Although North Dakota may be the least visited state in the USA Theodore Roosevelt National Memorial Park is not even in the ten least visited list of National Parks. It appears that many of the travelers who drive through North Dakota stop at the National Park for a visit. And why not! Made by ancient streams and rivers flowing from the (then new) Rocky Mountains depositing lodes of sediments which , over time, were slowly chiseled away at by the Little Missouri River and its tributaries creating this wondrous sight. The result became what we see today, the badlands.
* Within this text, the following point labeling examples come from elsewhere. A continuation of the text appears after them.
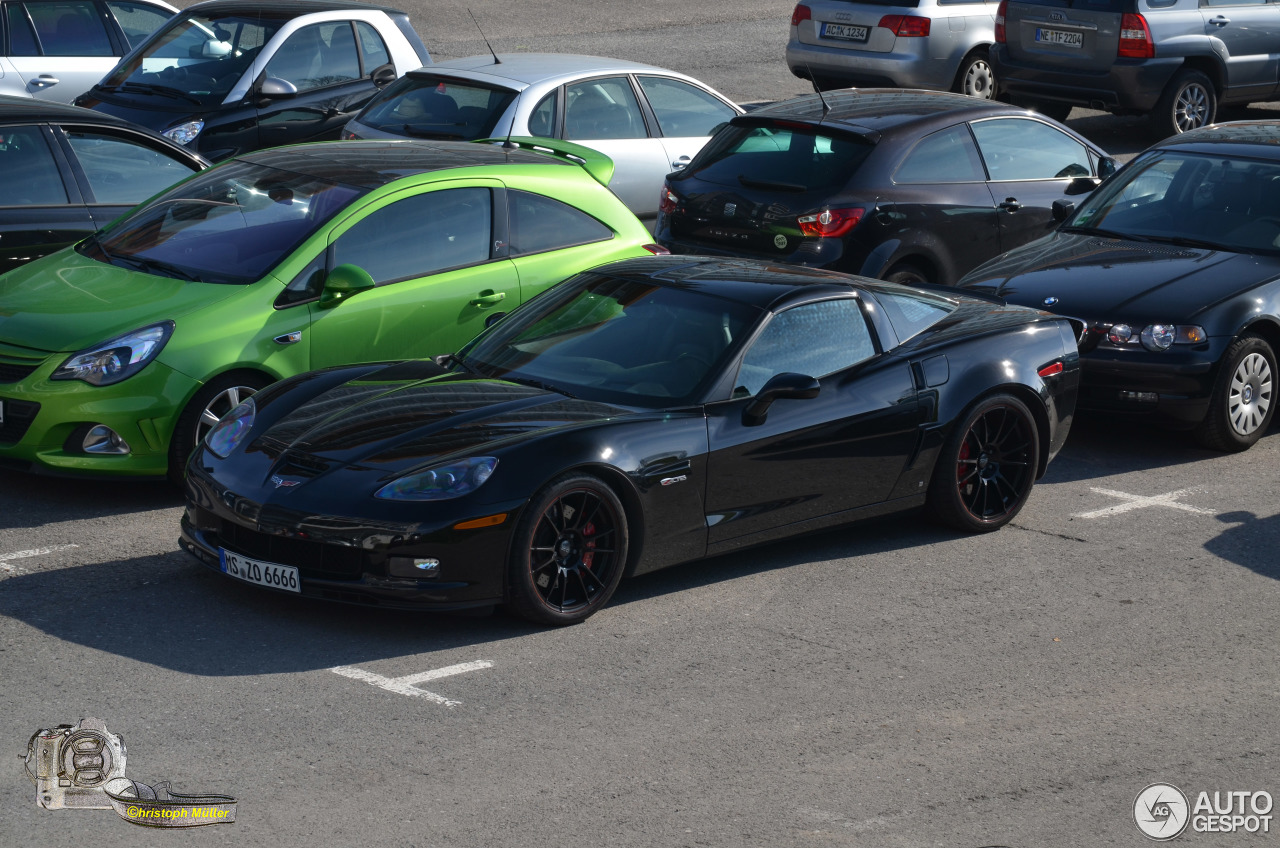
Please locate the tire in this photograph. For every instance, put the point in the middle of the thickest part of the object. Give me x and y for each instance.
(987, 466)
(1243, 401)
(976, 77)
(568, 551)
(906, 274)
(1187, 103)
(215, 399)
(1059, 112)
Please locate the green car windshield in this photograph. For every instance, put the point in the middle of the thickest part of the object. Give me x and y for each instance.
(229, 224)
(616, 341)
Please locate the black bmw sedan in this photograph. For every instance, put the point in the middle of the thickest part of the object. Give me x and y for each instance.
(905, 186)
(1174, 267)
(641, 414)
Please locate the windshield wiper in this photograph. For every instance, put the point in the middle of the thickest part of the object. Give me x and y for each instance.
(154, 265)
(768, 183)
(1105, 233)
(1185, 241)
(169, 91)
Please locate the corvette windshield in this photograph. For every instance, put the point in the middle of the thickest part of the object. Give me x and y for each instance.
(195, 59)
(1192, 200)
(229, 224)
(617, 341)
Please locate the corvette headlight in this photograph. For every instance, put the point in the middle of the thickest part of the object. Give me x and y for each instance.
(117, 359)
(440, 483)
(184, 133)
(232, 429)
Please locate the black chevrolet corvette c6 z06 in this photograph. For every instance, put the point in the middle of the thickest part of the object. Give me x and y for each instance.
(641, 414)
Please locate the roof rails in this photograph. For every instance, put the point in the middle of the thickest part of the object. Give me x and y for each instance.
(593, 162)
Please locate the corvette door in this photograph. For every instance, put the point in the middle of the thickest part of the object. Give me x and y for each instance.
(810, 457)
(430, 255)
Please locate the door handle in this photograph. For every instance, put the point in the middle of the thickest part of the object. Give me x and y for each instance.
(488, 299)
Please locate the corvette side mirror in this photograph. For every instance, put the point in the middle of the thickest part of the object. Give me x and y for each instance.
(785, 386)
(342, 283)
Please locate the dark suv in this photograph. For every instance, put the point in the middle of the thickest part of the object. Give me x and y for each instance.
(1171, 59)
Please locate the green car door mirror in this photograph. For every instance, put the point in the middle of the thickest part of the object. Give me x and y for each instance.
(342, 283)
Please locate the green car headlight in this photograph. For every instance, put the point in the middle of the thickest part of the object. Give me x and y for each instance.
(117, 359)
(440, 483)
(231, 429)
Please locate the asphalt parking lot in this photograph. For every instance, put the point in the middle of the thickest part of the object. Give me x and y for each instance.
(888, 684)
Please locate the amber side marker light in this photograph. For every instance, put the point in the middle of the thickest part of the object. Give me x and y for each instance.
(489, 520)
(1048, 370)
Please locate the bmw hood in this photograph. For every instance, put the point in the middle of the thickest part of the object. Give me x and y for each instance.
(1095, 278)
(65, 302)
(389, 422)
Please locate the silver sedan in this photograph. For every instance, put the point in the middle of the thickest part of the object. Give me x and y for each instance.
(649, 121)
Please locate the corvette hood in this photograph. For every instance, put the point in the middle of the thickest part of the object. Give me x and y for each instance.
(391, 423)
(68, 302)
(1097, 278)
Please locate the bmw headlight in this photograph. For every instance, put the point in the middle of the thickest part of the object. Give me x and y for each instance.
(231, 429)
(443, 482)
(184, 133)
(117, 359)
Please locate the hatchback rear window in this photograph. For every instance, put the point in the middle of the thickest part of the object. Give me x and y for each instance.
(432, 106)
(780, 158)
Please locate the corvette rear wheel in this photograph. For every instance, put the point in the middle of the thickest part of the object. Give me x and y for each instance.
(987, 466)
(568, 551)
(1243, 401)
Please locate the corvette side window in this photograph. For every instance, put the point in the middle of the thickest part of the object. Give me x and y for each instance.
(420, 236)
(814, 340)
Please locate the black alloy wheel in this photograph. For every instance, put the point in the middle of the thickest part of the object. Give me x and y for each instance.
(568, 551)
(1243, 401)
(987, 466)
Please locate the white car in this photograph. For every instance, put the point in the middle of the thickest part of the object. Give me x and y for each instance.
(649, 121)
(56, 49)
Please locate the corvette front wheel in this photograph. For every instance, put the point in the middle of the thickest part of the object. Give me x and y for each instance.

Inside the park is a 36 mile driving loop which we drove slowly allowing us take in all the magnificence Mother Nature left behind after wind and water erosion had etched its artwork on nature's tapestry. There are plenty of interesting rock formations within the park and the 36 mile loop along with its assortment of short spur hikes allowed us to really get into the North Dakota Badlands groove.
In our three days there we were able to hike every hike we wanted to do. The short Wind Canyon Nature Trail is by far the most scenic as it puts the Missouri River watershed on display and offers a perfect spot to wait for that perfect sunset picture. We weren’t fortunate enough to capture a worthy photo but we certainly enjoyed the hike and views.
The hike to the petrified forest in the wilderness section of the park was also interesting as we encountered very large petrified stumps of what once was a thriving forest. The crystalline structures within the trees caught my eye as I could imagine the sap dripping at one time, but now has become frozen in time.
We had a blast hiking this unknown part of the world, at least to us, and are glad we made the effort to take our time to enjoy this part of North Dakota…
NOTE: We are now in Miles City Montana for one night then on to Billings Montana on Sunday.